| Authors |
Lisse TS, Middleton LJ, Pellegrini AD, Martin PB, Spaulding EL, Lopes O, Brochu
EA, Carter EV, Waldron A, Rieger S
|
| Submitted By |
Sandra Rieger on 2/7/2018 |
| Status |
Published |
| Journal |
Proceedings of the National Academy of Sciences of the United States of America |
| Year |
2016 |
| Date Published |
4/12/2016 |
| Volume : Pages |
113 : E2189 - 98 |
| PubMed Reference |
27035978 |
| Abstract |
Paclitaxel is a microtubule-stabilizing chemotherapeutic agent that is widely
used in cancer treatment and in a number of curative and palliative regimens.

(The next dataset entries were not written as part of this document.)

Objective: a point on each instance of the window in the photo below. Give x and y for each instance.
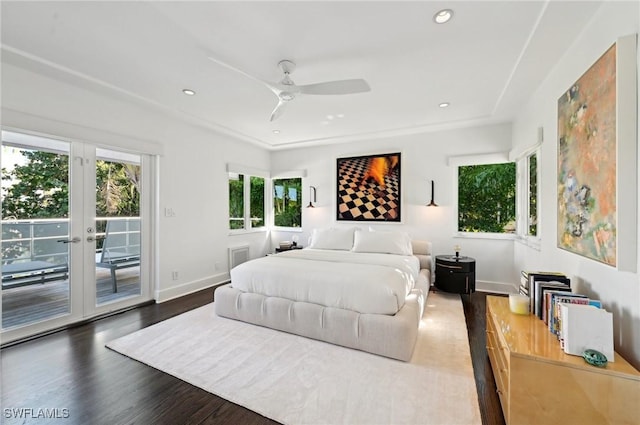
(246, 202)
(287, 202)
(487, 198)
(256, 202)
(532, 180)
(529, 201)
(236, 201)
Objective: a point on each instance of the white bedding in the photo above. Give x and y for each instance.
(360, 282)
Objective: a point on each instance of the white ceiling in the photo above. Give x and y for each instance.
(485, 62)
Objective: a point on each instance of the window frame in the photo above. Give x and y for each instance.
(483, 159)
(523, 193)
(247, 173)
(281, 176)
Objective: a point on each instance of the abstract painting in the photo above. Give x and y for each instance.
(587, 163)
(368, 188)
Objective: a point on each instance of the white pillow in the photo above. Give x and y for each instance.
(340, 239)
(383, 242)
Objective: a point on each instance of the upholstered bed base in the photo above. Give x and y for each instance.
(387, 335)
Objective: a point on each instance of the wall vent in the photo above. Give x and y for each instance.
(238, 255)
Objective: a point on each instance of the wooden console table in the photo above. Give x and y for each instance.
(539, 384)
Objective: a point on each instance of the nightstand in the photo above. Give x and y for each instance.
(288, 249)
(456, 274)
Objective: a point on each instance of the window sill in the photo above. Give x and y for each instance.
(247, 231)
(529, 241)
(287, 229)
(480, 235)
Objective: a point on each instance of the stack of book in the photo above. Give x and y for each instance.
(533, 283)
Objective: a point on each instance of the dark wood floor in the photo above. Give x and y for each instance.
(73, 375)
(37, 302)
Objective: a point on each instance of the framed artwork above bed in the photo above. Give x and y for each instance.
(369, 188)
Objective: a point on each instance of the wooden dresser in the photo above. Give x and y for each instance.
(539, 384)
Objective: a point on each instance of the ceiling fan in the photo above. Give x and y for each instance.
(286, 90)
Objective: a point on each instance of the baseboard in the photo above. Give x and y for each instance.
(191, 287)
(496, 287)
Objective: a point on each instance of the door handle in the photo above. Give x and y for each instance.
(74, 240)
(96, 238)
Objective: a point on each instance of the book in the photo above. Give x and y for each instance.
(561, 332)
(527, 277)
(547, 295)
(555, 321)
(531, 277)
(587, 327)
(536, 296)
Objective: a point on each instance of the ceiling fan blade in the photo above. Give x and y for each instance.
(336, 87)
(278, 110)
(271, 86)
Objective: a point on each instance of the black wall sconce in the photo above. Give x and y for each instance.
(432, 203)
(312, 197)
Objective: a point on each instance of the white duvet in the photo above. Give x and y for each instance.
(361, 282)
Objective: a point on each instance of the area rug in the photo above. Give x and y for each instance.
(296, 380)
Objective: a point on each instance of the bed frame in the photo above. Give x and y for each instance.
(386, 335)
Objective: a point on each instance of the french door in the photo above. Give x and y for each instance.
(75, 232)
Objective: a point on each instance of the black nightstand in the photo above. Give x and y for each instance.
(456, 274)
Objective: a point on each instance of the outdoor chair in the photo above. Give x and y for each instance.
(120, 248)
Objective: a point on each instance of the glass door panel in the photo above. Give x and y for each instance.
(36, 243)
(118, 230)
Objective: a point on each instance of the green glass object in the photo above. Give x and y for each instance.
(594, 357)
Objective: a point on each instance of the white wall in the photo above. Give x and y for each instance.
(193, 177)
(619, 291)
(424, 158)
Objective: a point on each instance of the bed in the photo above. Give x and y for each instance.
(359, 289)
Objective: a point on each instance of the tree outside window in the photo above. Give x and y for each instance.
(246, 200)
(487, 198)
(533, 194)
(287, 202)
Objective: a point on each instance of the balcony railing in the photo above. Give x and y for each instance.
(35, 246)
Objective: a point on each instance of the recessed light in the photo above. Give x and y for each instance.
(443, 16)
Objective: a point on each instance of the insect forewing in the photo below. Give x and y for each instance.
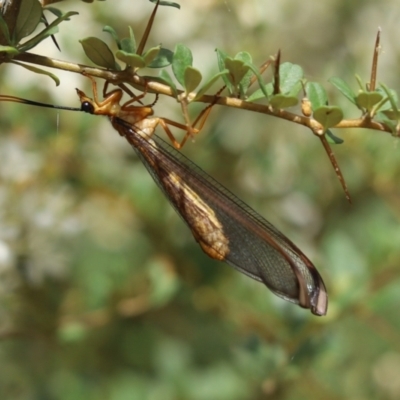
(225, 227)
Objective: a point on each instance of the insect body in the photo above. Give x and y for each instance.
(226, 228)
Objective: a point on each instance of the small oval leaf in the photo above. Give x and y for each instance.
(316, 94)
(328, 116)
(133, 60)
(344, 88)
(98, 52)
(368, 100)
(192, 79)
(283, 101)
(163, 59)
(181, 60)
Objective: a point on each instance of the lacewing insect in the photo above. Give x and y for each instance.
(226, 228)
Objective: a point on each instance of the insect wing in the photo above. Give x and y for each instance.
(226, 228)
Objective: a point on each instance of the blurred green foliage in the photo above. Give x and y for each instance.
(104, 294)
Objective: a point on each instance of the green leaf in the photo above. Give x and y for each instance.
(283, 101)
(389, 100)
(133, 60)
(167, 3)
(28, 19)
(192, 79)
(344, 88)
(221, 56)
(210, 82)
(55, 11)
(237, 70)
(38, 71)
(316, 94)
(244, 83)
(393, 100)
(98, 52)
(166, 78)
(110, 30)
(11, 51)
(290, 76)
(4, 29)
(332, 138)
(368, 100)
(150, 55)
(328, 116)
(181, 60)
(263, 87)
(389, 118)
(163, 59)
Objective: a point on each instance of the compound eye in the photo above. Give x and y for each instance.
(87, 107)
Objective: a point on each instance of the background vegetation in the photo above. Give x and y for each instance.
(105, 295)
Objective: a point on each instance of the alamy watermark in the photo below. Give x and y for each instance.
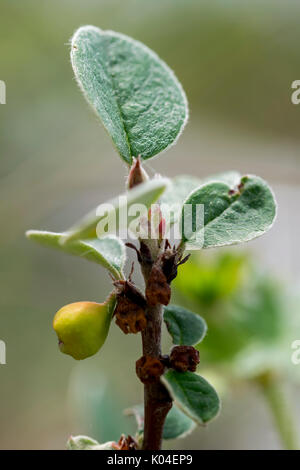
(2, 92)
(2, 353)
(136, 221)
(295, 98)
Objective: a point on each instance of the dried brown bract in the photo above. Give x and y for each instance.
(149, 369)
(162, 274)
(125, 443)
(130, 309)
(184, 358)
(158, 290)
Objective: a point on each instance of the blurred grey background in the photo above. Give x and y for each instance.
(236, 61)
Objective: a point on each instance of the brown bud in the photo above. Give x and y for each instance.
(130, 317)
(158, 290)
(125, 443)
(183, 358)
(137, 174)
(130, 309)
(149, 369)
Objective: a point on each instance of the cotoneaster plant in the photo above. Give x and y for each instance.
(144, 109)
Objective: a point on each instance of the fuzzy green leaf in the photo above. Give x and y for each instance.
(146, 194)
(230, 217)
(109, 251)
(87, 443)
(182, 186)
(177, 424)
(185, 327)
(193, 394)
(137, 97)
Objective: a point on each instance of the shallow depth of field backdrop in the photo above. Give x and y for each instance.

Despite its beneficial effects on cancer, paclitaxel also damages healthy
tissues, most prominently the peripheral sensory nervous system. The mechanisms
leading to paclitaxel-induced peripheral neuropathy remain elusive, and
therapies that prevent or alleviate this condition are not available. We
established a zebrafish in vivo model to study the underlying mechanisms and to
identify pharmacological agents that may be developed into therapeutics. Both
adult and larval zebrafish displayed signs of paclitaxel neurotoxicity,
including sensory axon degeneration and the loss of touch response in the distal
caudal fin. Intriguingly, studies in zebrafish larvae showed that paclitaxel
rapidly promotes epithelial damage and decreased mechanical stress resistance of
the skin before induction of axon degeneration. Moreover, injured
paclitaxel-treated zebrafish skin and scratch-wounded human keratinocytes
(HEK001) display reduced healing capacity. Epithelial damage correlated with
rapid accumulation of fluorescein-conjugated paclitaxel in epidermal basal
keratinocytes, but not axons, and up-regulation of matrix-metalloproteinase 13
(MMP-13, collagenase 3) in the skin. Pharmacological inhibition of MMP-13, in
contrast, largely rescued paclitaxel-induced epithelial damage and
neurotoxicity, whereas MMP-13 overexpression in zebrafish embryos rendered the
skin vulnerable to injury under mechanical stress conditions. Thus, our studies
provide evidence that the epidermis plays a critical role in this condition, and
we provide a previously unidentified candidate for therapeutic interventions.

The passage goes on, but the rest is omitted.